When those cameras are used to identify and catch traffic violations, it raises questions about fairness and whether the city has created a revenue stream on the backs of those who live and work in Old Town and those who visit the district for entertainment. The “Big Brother” feeling intensifies.
Daytime drivers in the Old Town area the past two weeks have noticed parked police cruisers, waiting for instructions from colleagues back at City Hall. The City Hall employees watch monitors that stream video from the Old Town cameras and alert the officers of traffic violations such as rolling stops, running red lights, improper turns and other offenses.
(Transparency note: Employees of The Wichita Eagle are among those who have been ticketed.)
Sgt. Kelly O’Brien told reporters he hoped people didn’t perceive it as “Big Brother.” “It’s just a way for officers to enhance their abilities to protect the community and improve traffic safety and also improve officer safety,” he said.
“Protect the community” through issuing a citation to a driver who didn’t turn into the first available lane?
“Improve traffic safety” by pulling someone over who didn’t come to a full stop with no traffic around?
Yes, those are legitimate traffic offenses. But many of those citations are begging for a challenge in court.
Police are confident that video recordings of traffic offenses will stand up to challenges. But in a recent Kansas.com video about the system, a police staffer is seen monitoring at least six cameras at once.
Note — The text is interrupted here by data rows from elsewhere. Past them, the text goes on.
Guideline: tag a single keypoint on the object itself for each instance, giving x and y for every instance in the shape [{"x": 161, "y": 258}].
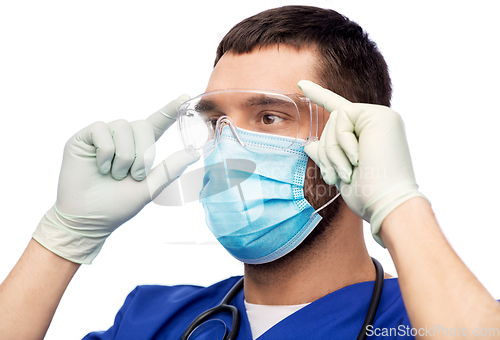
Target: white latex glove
[
  {"x": 105, "y": 180},
  {"x": 363, "y": 150}
]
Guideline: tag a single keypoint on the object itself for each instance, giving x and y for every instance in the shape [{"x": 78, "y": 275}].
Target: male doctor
[{"x": 307, "y": 271}]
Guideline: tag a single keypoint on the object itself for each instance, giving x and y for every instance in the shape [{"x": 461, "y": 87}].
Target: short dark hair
[{"x": 348, "y": 62}]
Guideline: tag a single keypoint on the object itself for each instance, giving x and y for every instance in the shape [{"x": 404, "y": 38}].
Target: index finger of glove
[
  {"x": 166, "y": 116},
  {"x": 99, "y": 136},
  {"x": 321, "y": 96},
  {"x": 334, "y": 151}
]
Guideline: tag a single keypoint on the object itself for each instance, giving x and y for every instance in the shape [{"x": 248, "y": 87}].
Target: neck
[{"x": 337, "y": 257}]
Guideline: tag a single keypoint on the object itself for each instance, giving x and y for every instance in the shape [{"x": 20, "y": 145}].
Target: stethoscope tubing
[{"x": 235, "y": 327}]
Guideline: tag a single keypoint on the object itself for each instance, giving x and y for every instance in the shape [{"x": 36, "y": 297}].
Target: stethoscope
[{"x": 235, "y": 327}]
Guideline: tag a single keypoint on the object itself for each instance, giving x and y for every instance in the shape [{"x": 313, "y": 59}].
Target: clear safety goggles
[{"x": 202, "y": 118}]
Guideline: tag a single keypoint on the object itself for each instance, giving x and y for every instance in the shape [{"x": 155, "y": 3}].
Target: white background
[{"x": 66, "y": 64}]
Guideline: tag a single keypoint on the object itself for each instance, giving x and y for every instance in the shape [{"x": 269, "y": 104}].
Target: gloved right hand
[
  {"x": 105, "y": 180},
  {"x": 364, "y": 152}
]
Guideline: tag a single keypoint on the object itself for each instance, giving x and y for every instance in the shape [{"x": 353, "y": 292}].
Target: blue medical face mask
[{"x": 253, "y": 195}]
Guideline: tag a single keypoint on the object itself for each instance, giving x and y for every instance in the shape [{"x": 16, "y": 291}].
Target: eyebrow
[{"x": 258, "y": 100}]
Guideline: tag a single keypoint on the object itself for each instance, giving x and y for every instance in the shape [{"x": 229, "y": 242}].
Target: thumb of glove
[{"x": 168, "y": 171}]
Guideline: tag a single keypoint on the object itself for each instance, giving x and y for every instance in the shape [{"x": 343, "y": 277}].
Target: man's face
[
  {"x": 280, "y": 69},
  {"x": 269, "y": 68}
]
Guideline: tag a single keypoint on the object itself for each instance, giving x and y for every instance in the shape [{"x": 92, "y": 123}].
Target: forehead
[{"x": 272, "y": 68}]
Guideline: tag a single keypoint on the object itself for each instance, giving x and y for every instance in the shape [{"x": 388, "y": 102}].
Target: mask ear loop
[
  {"x": 325, "y": 205},
  {"x": 221, "y": 122}
]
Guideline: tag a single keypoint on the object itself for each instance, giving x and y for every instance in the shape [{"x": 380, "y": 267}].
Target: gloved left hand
[
  {"x": 106, "y": 180},
  {"x": 363, "y": 150}
]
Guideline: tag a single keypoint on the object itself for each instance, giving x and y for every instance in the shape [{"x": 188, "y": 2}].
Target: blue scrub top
[{"x": 160, "y": 312}]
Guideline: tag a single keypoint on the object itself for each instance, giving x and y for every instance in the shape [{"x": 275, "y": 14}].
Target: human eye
[
  {"x": 211, "y": 122},
  {"x": 269, "y": 118}
]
Can his attention be solely on one monitor? Those staffers will feel pressure to be 100-percent correct in their video analysis. If it gets to court, it will have all the makings of an NFL replay review: ruling is confirmed, ruling is overturned.
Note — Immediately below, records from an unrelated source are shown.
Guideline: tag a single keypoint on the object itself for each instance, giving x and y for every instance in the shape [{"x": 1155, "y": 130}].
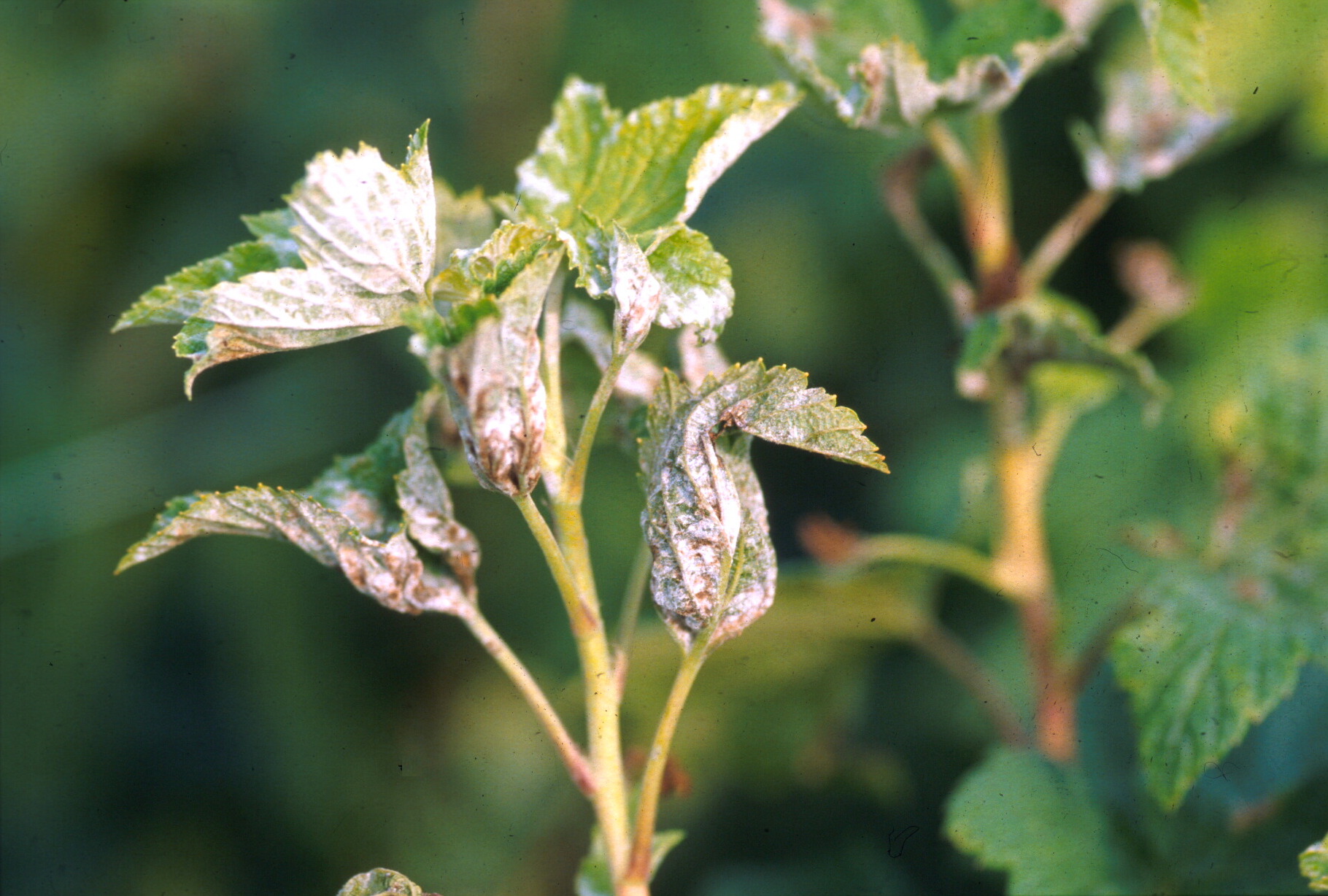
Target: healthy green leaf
[
  {"x": 1205, "y": 661},
  {"x": 1313, "y": 865},
  {"x": 704, "y": 518},
  {"x": 646, "y": 173},
  {"x": 380, "y": 881},
  {"x": 1019, "y": 813},
  {"x": 1148, "y": 129},
  {"x": 1175, "y": 36},
  {"x": 873, "y": 66},
  {"x": 695, "y": 282},
  {"x": 497, "y": 393}
]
Then there’s selective enforcement. Using cameras to bust drivers means different enforcement in different areas of the city. Failing to come to a complete stop at the relatively quiet intersection of Third and Mead in Old Town can be much more harmful to your driving record than at any other stop sign outside Old Town. Is that fair?
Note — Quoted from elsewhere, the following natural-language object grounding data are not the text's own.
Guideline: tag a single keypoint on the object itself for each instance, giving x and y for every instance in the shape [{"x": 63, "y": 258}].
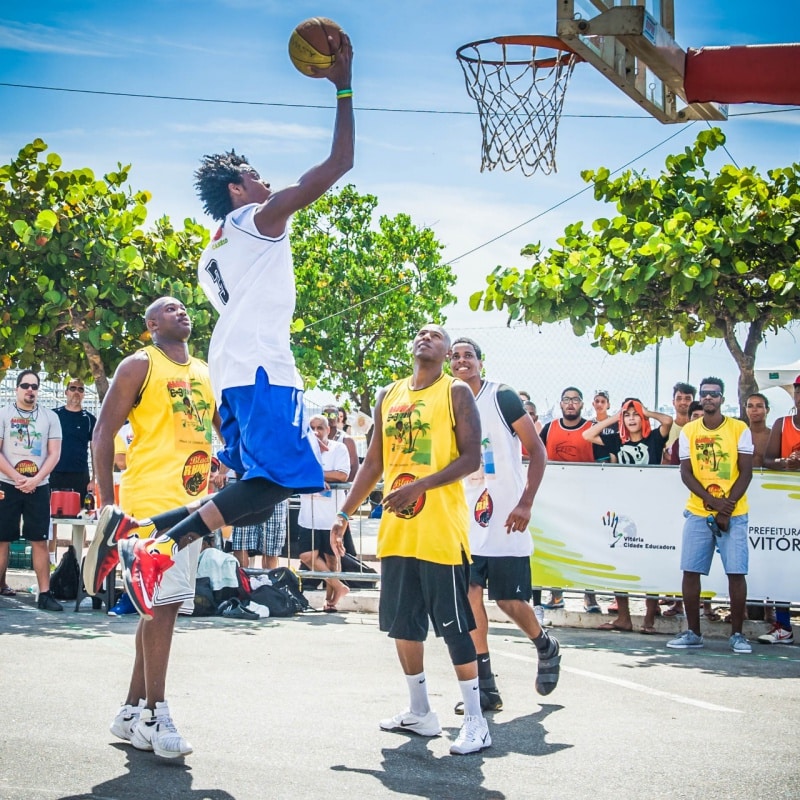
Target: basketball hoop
[{"x": 519, "y": 83}]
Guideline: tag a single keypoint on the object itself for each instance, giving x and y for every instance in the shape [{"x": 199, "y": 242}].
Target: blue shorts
[
  {"x": 266, "y": 436},
  {"x": 699, "y": 544}
]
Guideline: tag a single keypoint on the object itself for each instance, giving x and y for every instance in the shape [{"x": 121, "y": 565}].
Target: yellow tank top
[
  {"x": 418, "y": 440},
  {"x": 169, "y": 458},
  {"x": 715, "y": 460}
]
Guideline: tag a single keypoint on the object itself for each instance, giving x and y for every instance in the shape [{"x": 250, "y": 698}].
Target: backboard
[{"x": 632, "y": 43}]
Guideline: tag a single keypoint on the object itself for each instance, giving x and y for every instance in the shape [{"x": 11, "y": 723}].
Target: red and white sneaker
[
  {"x": 101, "y": 558},
  {"x": 142, "y": 571},
  {"x": 777, "y": 635}
]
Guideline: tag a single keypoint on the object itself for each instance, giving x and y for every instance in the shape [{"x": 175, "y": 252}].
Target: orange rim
[{"x": 565, "y": 53}]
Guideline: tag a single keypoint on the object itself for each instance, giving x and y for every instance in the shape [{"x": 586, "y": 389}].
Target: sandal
[{"x": 549, "y": 668}]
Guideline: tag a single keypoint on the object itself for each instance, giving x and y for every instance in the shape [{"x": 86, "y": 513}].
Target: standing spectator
[
  {"x": 639, "y": 444},
  {"x": 266, "y": 538},
  {"x": 757, "y": 408},
  {"x": 563, "y": 440},
  {"x": 30, "y": 447},
  {"x": 682, "y": 396},
  {"x": 166, "y": 395},
  {"x": 72, "y": 471},
  {"x": 427, "y": 437},
  {"x": 336, "y": 433},
  {"x": 783, "y": 453},
  {"x": 318, "y": 513},
  {"x": 716, "y": 466},
  {"x": 499, "y": 498}
]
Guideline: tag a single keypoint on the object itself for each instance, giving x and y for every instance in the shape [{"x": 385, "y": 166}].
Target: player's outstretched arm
[{"x": 271, "y": 218}]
Without camera monitoring at other places within the city, there’s a real chance Old Town could see business suffer because drivers avoid the area – just as sober drivers try to avoid mandatory checkpoints on weekend nights.
Police say they’ve already seen fewer traffic stops because drivers know the cameras are watching. But is that because we’re being better drivers or because we avoid the area?
The Old Town camera system’s primary purpose – keeping people in a popular entertainment district safe from crime and catching those who commit criminal acts – is needed. The cameras helped police last week locate a man who allegedly beat up another man. Cameras make Old Town safer and give customers a sense of security.
But “Big Brother” is watching at other times. Wichita drivers will decide if it’s worth the concern of a traffic stop to shop in Old Town or enjoy its nightlife.